Posted to issues@commons.apache.org by "Michael Osipov (Jira)" <ji...@apache.org> on 2020/04/25 14:47:00 UTC

[jira] [Commented] (IMAGING-257) Investigate speed improvements to LZW decompression

    [ https://issues.apache.org/jira/browse/IMAGING-257?page=com.atlassian.jira.plugin.system.issuetabpanels:comment-tabpanel&focusedCommentId=17092260#comment-17092260 ] 

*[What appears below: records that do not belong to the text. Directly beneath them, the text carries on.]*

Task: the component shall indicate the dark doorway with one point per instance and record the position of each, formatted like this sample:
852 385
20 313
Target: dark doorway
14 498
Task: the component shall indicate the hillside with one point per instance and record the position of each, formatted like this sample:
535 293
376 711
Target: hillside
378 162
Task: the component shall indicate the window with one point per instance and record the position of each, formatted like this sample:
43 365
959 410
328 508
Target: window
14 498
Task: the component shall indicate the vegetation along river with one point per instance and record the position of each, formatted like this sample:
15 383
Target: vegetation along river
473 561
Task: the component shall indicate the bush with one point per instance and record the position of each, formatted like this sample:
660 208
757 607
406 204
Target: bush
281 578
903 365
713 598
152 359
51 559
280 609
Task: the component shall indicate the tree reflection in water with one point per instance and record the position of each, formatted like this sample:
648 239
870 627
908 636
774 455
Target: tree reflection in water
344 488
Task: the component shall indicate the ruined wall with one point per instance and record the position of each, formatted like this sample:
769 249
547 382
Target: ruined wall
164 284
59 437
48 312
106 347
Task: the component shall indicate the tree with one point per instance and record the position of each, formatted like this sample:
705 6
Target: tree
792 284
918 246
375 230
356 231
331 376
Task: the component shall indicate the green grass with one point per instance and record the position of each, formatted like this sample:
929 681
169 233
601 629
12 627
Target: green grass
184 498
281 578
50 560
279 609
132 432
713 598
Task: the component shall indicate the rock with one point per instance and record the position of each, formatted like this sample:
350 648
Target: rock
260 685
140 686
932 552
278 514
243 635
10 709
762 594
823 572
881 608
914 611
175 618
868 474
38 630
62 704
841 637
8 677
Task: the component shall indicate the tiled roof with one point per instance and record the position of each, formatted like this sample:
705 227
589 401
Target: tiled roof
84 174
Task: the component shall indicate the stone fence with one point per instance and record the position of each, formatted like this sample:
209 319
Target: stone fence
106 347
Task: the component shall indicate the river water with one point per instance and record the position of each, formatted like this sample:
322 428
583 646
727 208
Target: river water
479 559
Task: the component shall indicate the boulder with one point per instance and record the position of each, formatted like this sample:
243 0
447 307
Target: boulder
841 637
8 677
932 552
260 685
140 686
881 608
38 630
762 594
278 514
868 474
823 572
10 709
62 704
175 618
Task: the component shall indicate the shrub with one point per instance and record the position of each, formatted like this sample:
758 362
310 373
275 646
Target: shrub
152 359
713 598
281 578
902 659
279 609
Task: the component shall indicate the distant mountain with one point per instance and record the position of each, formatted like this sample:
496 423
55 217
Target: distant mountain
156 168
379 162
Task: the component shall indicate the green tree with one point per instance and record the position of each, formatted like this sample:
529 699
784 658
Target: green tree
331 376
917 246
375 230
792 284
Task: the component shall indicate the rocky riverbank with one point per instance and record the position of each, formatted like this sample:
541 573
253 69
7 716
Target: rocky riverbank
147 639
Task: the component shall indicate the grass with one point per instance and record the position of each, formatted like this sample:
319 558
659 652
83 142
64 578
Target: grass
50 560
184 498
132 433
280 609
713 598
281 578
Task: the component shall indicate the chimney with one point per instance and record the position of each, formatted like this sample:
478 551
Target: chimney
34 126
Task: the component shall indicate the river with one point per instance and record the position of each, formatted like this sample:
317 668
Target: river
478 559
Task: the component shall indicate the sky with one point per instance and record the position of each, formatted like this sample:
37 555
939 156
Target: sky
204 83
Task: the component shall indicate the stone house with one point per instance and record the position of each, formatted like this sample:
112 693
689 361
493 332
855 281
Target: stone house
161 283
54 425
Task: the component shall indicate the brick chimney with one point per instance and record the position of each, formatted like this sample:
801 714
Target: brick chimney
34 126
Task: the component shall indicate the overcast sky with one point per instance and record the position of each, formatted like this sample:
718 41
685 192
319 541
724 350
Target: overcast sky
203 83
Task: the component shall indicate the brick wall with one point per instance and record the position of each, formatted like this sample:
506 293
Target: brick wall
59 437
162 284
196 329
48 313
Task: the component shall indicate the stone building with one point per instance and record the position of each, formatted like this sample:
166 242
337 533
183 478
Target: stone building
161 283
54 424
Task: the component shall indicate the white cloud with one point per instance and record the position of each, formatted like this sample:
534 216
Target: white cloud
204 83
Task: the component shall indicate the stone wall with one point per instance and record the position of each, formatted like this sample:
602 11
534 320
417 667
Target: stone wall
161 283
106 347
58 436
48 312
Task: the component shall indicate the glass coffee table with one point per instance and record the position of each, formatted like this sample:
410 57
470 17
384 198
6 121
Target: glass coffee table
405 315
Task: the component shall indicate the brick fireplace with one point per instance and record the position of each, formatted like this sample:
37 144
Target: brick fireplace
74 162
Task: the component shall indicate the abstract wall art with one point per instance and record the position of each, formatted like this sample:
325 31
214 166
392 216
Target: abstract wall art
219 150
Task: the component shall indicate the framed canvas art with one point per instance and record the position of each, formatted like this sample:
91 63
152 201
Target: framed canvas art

Michael Osipov commented on IMAGING-257:
----------------------------------------

Why don't you provide a PR for this?

> Investigate speed improvements to LZW decompression
> ---------------------------------------------------
>
>                 Key: IMAGING-257
>                 URL: https://issues.apache.org/jira/browse/IMAGING-257
>             Project: Commons Imaging
>          Issue Type: Improvement
>          Components: Format: TIFF
>            Reporter: Gary Lucas
>            Priority: Minor
>
> In accessing large TIFF files (10812-by-10812 pixels), read times were about 11 seconds (with a solid-state disk drive), and I was looking for ways to reduce that.  I ran the Netbeans profiler and discovered that 87% of the read time was spent in the MyLzwDecompressor decompress() method. 
> Inspecting MyLzwDecompressor, I saw that it used the Java ByteArrayOutputStream, which is kind of famous for being slow.  You can find lots of examples of classes named FastByteArrayOutputStream on the web, including one right here in the Commons Imaging project.  
> I tried a number of different experiments using the ApacheImagingSpeedAndMemoryTest class (from the examples directory).
> Replacing ByteArrayOutputStream with FastByteArrayOutputStream produced a 4 percent reduction in run time.
> I then tried using a local array instead of a "byte array" class.  That improved things to about a 8 percent reduction in time.  Finally, I tried a few more aggressive changes, removing the number of conditional tests and replacing calls such as stringFromCode() which wrappers the class member "table" with direct access.  Final result was a 11 percent total reduction in time.
> 11 percent isn't all the impressive, but I haven't been able to find anything else.  Modern compilers are so smart and do such a good job optimizing code, that it's hard to find "easy wins."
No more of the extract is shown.